Par ailleurs, toujours concernant le contenu, chaque page contient sur les côtés des citations, des fables, des courts récits, qui permettent de mieux saisir son propos. Ainsi, l'ouvrage est rempli d'illustrations.

Avis :

Le point fort de l'ouvrage est son style. Il plaira même à ceux qui n'ont pas l'habitude de lire car il n'y a aucune explication compliquée, et parce que tout est illustré. L'illustration est au cœur de l'ouvrage : l'auteur tire ses enseignements de l'étude de l'histoire, il agrémente ses enseignements par des métaphores, des citations et des exemples. En cela, le message est pragmatique : telle stratégie fonctionne, telle personne dit aussi que cette stratégie fonctionne, donc il faut l'appliquer pour gagner. Comment l'appliquer ? Eh bien, telle personne l'a appliquée ainsi, une autre comme ça. L'appliquer, c'est comme quand vous faites ceci, ou cela. Etc.

Par contre, son style n'est pas aussi chiant que comme je le caricature ici : l'auteur est écrivain. Les récits historiques sont racontés de façon romanesque. Parfois même, le roman est privilégié à l'exactitude des faits. Mais peu importe, l'ouvrage remplit son objectif. Tout est clair, inspirant et pratique.

Le point faible est la profondeur de l'ouvrage. Cet ouvrage est parfait pour une personne qui veut s'initier à la stratégie. Il aura un bagage en références historiques et littéraires qui lui permettront d'approfondir ses connaissances plus tard. Toutefois, pour le connaisseur en stratégie, l'ouvrage n'aura qu'un intérêt limité. D'une part parce que le connaisseur a déjà suffisamment de connaissances sur le sujet et qu'il ne risque d'y trouver, de son point de vue, que des banalités. D'autre part, parce qu'il n'y a ici pas de réflexion théorique qui pourra lui donner une plus-value dans sa pensée stratégique.

Le seul avantage que le connaisseur pourrait trouver à l'ouvrage est l'élargissement que fait l'ouvrage à la stratégie. En effet, Robert Greene part de la métaphore militaire pour donner des conseils applicables dans notre vie quotidienne. Ainsi, il donne un élargissement à la pensée stratégique qui peut être sans doute considérée comme hérétique lorsqu'on est trop attaché à la théorie stratégique, mais qui, pour ma part, ne me gêne absolument pas. De même, il ne donne pas que des exemples tirés de l'histoire militaire, mais également des exemples d'entrepreneurs qui ont réussi leur entreprise, ou encore d'artistes comme Salvador Dali qui ont particulièrement été rusés dans leur carrière.

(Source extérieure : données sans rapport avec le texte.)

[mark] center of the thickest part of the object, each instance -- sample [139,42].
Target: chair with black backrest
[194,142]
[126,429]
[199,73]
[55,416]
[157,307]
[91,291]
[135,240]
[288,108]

Certains trouvent que cet élargissement appauvrit l'ouvrage et le rend moins intéressant pour une personne s'intéressant à la stratégie. Je ne le crois pas. Il est important de distinguer les choses, de distinguer les disciplines et les domaines d'étude. La stratégie, ce n'est pas gérer un conflit familial, ni savoir gérer sa carrière d'intermittent du spectacle. Malgré tout, le cerveau fonctionne beaucoup par imitation et par analogie. Et je crois malgré tout que le mérite de Robert Greene est d'avoir établi des ponts entre l'univers de la stratégie et d'autres univers. C'est quelque chose d'important puisque non seulement cela apprend aux stratèges à mieux exploiter leurs connaissances, mais aussi cela peut donner du grain à moudre à leurs réflexions stratégiques en s'inspirant de domaines différents de la stratégie.

Et je terminerai sur ces mots : cet ouvrage est inspirant.

 

Note n°1 : J'ai récemment lu quelques textes à propos du philosophe allemand Leibniz. Si j'ai bien compris, il pensait que les différents savoirs étaient liés, de sorte que chaque savoir ouvre un point de vue sur les autres savoirs. Je suis d'accord avec lui et, en lien avec ce que j'ai pu dire au-dessus, je pense qu'un ouvrage comme celui présenté permet cette ouverture de points de vue.

Note n°2 : C'est le premier article que j'écris qui a pour objet la présentation d'un ouvrage. Si j'en fais d'autres, vous comprendrez assez vite que ce n'est pas mon style de faire une critique négative des ouvrages. Autant, la provocation et la critique négative des idées ne me dérangent pas. Mais, dans une présentation d'ouvrages, je préfère tirer ce qu'il y a de meilleur dans chaque auteur parce qu'ils expriment leur singularité, et c'est quelque chose qui me touche. Tout cela pour dire que mes avis seront toujours positifs.